PHYSICIANS

A tissue test that improves patient stratification for repeat biopsy so you can focus on finding aggressive prostate cancer.

ConfirmMDx Addresses Prostate Biopsy Sampling Error and the False-Negative Biopsy Dilemma

“Rule-in” high-risk men who have had a previous negative biopsy result, may be harboring undetected cancer (a false-negative biopsy result), and therefore may benefit from a repeat biopsy and appropriate treatment.

“Rule-out” otherwise cancer-free men from undergoing unnecessary repeat biopsies and screening procedures, helping to reduce complications, patient anxiety, and excessive healthcare expenses associated with these procedures.

ConfirmMDx Key Benefits

Incorporating ConfirmMDx into clinical practice improves patient stratification so you can focus on finding aggressive prostate cancer.
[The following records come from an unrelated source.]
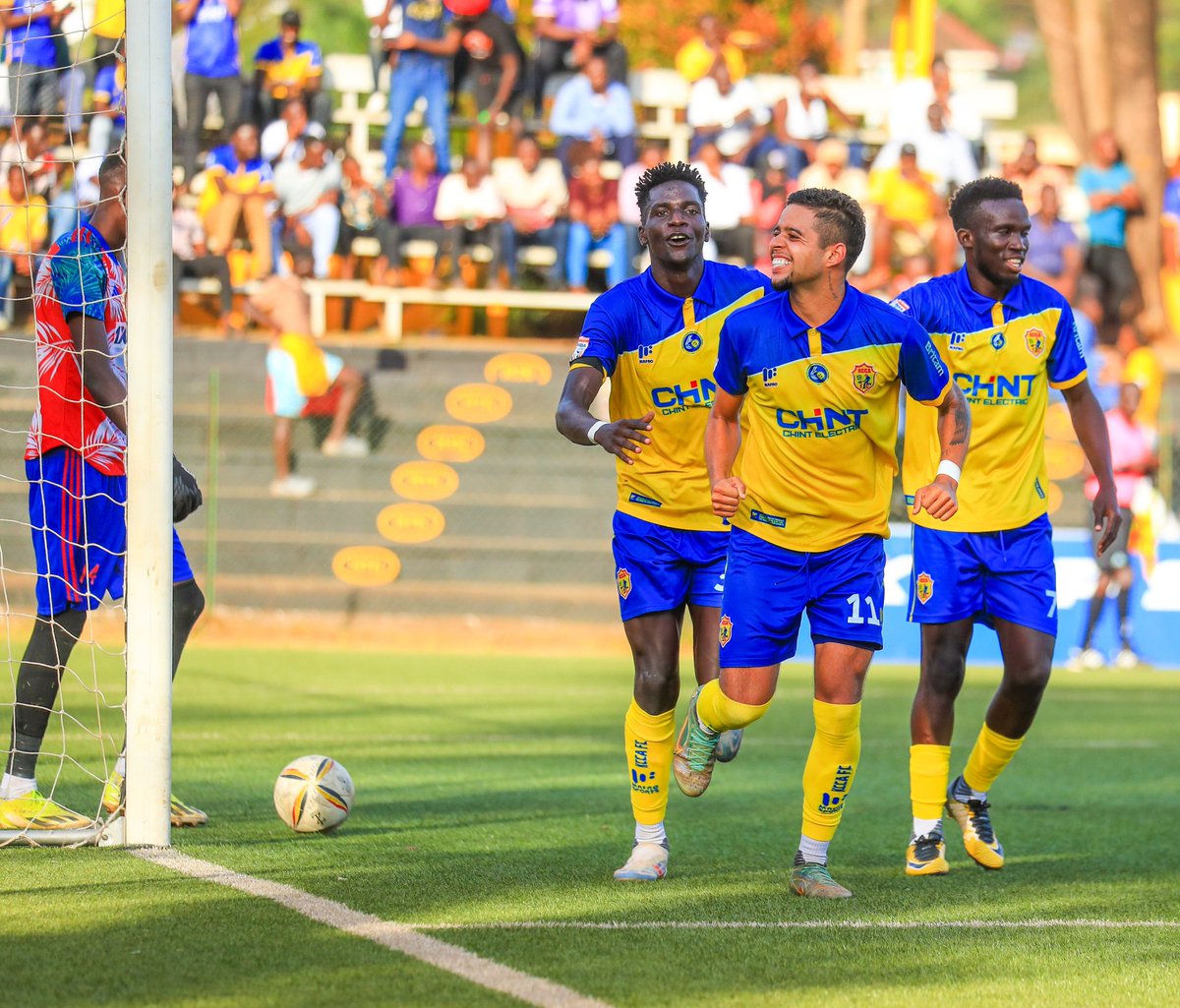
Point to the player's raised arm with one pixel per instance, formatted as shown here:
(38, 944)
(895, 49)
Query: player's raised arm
(723, 438)
(1091, 426)
(622, 438)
  • Specific information for GS≥7 (GG≥2) prostate cancer
  • Clinically validated in African American men
  • Saves the healthcare system $588 per patient

 

 

The Most Significant Predictor of Prostate Cancer Detection on Repeat Biopsy

Independently published clinical studies have shown that for men who have received a negative prostate biopsy result, ConfirmMDx is the single most significant predictor of patient outcome among all currently available clinical factors, such as age, PSA level, and DRE results.1,2

  • No additional office required
  • Covered by Medicare
  • Included in the NCCN Early Detection for Prostate Cancer Guidelines

ConfirmMDx Improves Upon the Current Standard of Care

Under the current standard of care:

  • Men with an elevated or rising PSA level (≥ 4.0 ng/ml) and/or abnormal digital rectal exam (DRE) are considered at high risk for cancer and often are referred for a prostate biopsy to determine if prostate cancer is present.
  • The standard prostate biopsy procedure takes 10-12 core samples, and histopathological review by visual inspection under a microscope remains the gold standard for the diagnosis of prostate cancer.
  • This schema, however, samples less than 1% of the entire prostate gland and results in limited histopathological analysis.
  • Sampling error is an inherent and well-documented issue, with false-negative rates of prostate biopsy procedures reported as high as 25-35%.3,11

Of an estimated 500,000 biopsies performed each year, less than one-third actually result in a cancer finding, leaving more than 300,000 men with a negative biopsy reading but still facing elevated clinical risk factors.3,11,12 Concerns over inconclusive (false-negative) biopsy results, coupled with the high rate of clinically significant cancer detected upon repeat biopsy, pose a diagnostic dilemma:

  • 43% of patients with negative histopathology on initial biopsy will undergo a repeat biopsy, many also continuing on to 3rd and 4th biopsies.
  • Repeat biopsies are invasive procedures resulting in increased risk of infection and hospitalization.
  • Significant costs are associated with unnecessary procedures and associated risks.13,15

For patients with a negative biopsy but with persistently elevated or rising PSA, abnormal DRE, or other risk factors, few options are currently available to guide a urologist in determining the patients need for an additional biopsy procedure is warranted. Fear of undetected prostate cancer leads to additional procedures, with many men being subjected to repeated invasive biopsies to rule-out the presence of cancer.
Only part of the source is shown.